À peine investi ce 20 janvier 2025, le retour au pouvoir de Donald Trump, 47ᵉ président des États-Unis soulève des inquiétudes dans le monde et surtout sur le continent africain.
Son discours, qui n’a nullement évoqué l’Afrique, laisse penser à un rejet flagrant à l’égard du continent.
À ce stade où le continent africain travaille sur le renforcement de son autonomie et son indépendance, qu’un clin d’œil fait ou pas de la part d’un président étranger doit nous laisser indifférents, estime le directeur du Centre de recherche ouest-africain (Warc).
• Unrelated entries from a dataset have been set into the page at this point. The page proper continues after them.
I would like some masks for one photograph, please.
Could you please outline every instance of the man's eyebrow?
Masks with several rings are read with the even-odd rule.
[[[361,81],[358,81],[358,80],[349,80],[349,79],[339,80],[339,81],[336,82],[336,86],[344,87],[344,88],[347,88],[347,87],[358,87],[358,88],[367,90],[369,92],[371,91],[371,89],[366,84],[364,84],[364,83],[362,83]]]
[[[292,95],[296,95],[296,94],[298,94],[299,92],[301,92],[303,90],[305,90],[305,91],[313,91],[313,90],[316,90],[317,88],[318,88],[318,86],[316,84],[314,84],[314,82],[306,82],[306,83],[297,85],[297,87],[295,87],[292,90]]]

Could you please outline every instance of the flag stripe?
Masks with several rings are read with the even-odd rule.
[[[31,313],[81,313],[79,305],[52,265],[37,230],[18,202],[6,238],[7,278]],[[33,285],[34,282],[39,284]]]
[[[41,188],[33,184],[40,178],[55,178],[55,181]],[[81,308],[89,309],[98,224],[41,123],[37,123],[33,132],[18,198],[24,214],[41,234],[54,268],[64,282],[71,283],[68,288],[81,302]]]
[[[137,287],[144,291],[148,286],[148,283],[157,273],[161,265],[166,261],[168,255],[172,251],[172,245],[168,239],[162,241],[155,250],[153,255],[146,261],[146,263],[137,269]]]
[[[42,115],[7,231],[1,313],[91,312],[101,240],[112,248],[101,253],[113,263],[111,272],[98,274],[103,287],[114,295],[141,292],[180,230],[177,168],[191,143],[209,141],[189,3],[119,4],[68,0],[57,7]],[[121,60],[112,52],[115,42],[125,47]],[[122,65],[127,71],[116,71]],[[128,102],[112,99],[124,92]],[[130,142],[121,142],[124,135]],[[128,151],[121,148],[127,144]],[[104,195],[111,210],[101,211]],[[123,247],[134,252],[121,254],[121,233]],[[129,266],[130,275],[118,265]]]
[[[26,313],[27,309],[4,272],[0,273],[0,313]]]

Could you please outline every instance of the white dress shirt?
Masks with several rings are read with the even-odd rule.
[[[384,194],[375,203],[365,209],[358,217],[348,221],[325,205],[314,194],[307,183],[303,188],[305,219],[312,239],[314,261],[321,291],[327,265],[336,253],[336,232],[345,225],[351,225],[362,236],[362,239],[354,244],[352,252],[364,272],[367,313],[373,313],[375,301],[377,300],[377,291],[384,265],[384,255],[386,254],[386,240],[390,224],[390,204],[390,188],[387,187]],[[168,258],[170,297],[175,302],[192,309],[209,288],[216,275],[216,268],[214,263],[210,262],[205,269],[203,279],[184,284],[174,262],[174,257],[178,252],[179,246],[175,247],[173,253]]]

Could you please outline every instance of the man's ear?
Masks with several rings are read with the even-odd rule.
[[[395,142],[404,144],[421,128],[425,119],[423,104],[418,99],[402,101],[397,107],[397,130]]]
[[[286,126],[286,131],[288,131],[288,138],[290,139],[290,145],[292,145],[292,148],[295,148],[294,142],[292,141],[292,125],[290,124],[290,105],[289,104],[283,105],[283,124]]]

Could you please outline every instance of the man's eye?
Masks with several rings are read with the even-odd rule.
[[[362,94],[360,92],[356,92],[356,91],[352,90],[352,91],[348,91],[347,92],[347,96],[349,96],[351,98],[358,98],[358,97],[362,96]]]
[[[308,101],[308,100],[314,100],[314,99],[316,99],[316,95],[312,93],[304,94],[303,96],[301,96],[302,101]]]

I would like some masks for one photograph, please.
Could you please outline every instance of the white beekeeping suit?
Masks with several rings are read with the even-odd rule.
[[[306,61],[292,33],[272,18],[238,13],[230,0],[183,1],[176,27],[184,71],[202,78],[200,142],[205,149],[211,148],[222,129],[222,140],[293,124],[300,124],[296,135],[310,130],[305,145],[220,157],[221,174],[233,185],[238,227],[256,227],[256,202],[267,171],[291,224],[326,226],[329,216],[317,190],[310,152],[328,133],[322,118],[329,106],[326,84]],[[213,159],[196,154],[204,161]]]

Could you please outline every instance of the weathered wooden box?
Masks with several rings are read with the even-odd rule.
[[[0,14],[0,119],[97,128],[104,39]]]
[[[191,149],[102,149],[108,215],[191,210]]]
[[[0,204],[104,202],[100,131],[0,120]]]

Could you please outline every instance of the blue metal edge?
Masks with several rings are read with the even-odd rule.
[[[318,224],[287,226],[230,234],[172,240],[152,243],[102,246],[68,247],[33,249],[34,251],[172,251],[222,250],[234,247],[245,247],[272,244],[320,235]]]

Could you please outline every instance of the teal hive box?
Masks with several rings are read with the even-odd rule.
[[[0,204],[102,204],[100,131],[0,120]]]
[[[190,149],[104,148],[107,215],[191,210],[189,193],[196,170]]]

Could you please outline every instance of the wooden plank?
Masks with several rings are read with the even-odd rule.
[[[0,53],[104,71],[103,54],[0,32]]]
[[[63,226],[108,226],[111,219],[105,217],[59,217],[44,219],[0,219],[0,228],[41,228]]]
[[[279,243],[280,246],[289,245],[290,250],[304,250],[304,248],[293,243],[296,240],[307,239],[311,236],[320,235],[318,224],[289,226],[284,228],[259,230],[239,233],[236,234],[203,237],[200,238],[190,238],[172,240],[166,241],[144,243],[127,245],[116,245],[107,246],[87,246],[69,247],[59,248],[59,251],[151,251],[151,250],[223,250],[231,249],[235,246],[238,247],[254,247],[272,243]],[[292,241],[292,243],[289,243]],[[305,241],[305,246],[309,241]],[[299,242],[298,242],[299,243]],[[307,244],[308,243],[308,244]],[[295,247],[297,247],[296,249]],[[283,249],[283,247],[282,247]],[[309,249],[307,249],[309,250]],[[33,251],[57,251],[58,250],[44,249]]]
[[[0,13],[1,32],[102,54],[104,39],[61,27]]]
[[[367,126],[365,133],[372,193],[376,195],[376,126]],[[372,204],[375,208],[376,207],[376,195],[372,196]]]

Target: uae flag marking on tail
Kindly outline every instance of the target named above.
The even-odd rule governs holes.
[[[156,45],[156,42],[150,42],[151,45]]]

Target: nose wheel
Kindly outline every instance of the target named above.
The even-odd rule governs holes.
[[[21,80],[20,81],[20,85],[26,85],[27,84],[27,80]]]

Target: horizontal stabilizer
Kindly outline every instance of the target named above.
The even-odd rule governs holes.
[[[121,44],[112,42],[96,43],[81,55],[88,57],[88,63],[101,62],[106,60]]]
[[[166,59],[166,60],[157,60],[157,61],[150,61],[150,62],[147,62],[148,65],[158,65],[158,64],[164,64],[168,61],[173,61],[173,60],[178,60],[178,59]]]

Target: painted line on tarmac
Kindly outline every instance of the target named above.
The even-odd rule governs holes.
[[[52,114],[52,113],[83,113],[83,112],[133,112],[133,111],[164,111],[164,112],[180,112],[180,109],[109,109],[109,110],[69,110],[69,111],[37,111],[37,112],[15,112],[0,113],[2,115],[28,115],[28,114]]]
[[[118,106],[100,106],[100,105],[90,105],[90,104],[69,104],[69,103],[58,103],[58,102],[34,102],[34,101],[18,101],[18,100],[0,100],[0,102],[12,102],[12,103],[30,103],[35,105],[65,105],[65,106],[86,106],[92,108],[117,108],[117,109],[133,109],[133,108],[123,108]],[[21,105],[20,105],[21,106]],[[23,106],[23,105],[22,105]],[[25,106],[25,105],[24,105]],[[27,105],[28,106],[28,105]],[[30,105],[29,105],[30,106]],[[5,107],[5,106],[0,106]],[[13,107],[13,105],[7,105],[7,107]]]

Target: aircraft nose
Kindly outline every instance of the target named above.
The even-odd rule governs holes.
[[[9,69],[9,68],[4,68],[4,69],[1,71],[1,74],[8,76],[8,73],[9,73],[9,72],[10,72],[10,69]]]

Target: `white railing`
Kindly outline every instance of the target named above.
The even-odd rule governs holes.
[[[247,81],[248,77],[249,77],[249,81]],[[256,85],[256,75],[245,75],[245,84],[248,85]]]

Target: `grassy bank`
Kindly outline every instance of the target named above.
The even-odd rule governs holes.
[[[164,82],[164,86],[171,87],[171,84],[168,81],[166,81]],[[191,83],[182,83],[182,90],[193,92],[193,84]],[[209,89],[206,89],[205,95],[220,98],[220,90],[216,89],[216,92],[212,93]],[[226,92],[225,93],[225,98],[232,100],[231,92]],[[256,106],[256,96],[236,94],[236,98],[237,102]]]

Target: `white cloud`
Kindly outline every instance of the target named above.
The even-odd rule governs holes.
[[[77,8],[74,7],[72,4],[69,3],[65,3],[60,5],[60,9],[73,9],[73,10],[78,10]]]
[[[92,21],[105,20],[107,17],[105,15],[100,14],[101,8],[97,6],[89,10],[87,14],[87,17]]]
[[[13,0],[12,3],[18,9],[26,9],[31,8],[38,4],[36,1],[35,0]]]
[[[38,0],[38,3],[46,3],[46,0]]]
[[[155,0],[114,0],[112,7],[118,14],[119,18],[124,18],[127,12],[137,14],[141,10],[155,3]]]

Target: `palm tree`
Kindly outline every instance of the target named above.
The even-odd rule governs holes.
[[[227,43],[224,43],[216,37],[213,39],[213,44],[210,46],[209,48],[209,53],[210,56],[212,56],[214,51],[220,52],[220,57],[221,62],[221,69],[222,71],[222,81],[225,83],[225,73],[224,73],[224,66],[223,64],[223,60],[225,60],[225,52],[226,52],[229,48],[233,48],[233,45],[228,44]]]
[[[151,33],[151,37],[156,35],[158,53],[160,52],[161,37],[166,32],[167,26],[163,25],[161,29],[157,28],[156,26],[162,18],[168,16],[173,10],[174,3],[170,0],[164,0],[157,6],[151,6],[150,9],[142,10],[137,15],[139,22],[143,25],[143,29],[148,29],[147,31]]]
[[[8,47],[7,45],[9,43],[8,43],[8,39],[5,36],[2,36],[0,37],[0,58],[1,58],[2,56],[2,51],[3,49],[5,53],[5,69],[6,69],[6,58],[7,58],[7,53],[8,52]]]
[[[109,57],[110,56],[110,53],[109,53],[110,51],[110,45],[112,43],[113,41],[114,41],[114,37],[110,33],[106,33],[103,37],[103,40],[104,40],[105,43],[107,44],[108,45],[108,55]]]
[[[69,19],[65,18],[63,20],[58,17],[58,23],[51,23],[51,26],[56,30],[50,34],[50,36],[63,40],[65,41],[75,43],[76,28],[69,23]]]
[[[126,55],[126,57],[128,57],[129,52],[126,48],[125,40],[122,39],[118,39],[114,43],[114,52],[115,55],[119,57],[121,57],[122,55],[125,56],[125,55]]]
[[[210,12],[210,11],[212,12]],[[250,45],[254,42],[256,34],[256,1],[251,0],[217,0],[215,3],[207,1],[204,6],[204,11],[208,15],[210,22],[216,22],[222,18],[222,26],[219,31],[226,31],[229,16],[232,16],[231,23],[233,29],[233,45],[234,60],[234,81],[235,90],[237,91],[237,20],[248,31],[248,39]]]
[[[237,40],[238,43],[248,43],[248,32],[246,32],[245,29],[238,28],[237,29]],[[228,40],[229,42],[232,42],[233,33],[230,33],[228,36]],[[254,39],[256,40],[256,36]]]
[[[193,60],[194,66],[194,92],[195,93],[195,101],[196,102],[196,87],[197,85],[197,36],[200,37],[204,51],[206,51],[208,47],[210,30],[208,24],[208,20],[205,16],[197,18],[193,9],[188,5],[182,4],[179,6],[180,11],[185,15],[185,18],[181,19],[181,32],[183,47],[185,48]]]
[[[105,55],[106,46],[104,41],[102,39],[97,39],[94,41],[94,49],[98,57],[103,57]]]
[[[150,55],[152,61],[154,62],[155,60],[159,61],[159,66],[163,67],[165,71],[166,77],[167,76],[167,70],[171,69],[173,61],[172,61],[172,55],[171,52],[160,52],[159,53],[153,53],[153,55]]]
Même s’il faut reconnaître que la coopération entre les USA et l’Afrique, qui date des indépendances, est importante, et cela dans plusieurs domaines.
Les dirigeants et les peuples africains doivent-ils s’attendre à une politique africaine des USA moins attractive de la part de Washington ?
Pour le Pr Ousmane Sène, les décrets pris aussitôt après son investiture, parmi lesquels celui de l’arrêt de l’aide aux institutions étrangères, laissent planer le doute sur les dispositions de l’agence américaine pour le développement international, à savoir l’USAID. Cette institution, qui symbolise ces relations entre les autorités de l’administration américaine et les États africains, va-t-elle disposer de plus grands moyens pour travailler avec les États africains avec ce décret ? Si cela se confirme, il faudra s’attendre à moins de présences américaines sur le continent, explique-t-il.
En outre, la réduction de l’aide publique au développement peut affecter un certain nombre de projets tels que le Millenium Challenge Account (MCA) qui a pour objectif de générer une croissance économique et inclusive et de réduire la pauvreté , l’AGOA ( loi commerciale des USA qui vise à aider les pays d’Afrique subsaharienne à accroître leur accès au marché américain) ou les activités de l’USAID selon M. Sene.
Cependant, il évoque la possibilité de ravissement du président américain dans le cas où ce dernier se fera une idée de l’importance des relations multilatérales, indispensables pour chaque pays.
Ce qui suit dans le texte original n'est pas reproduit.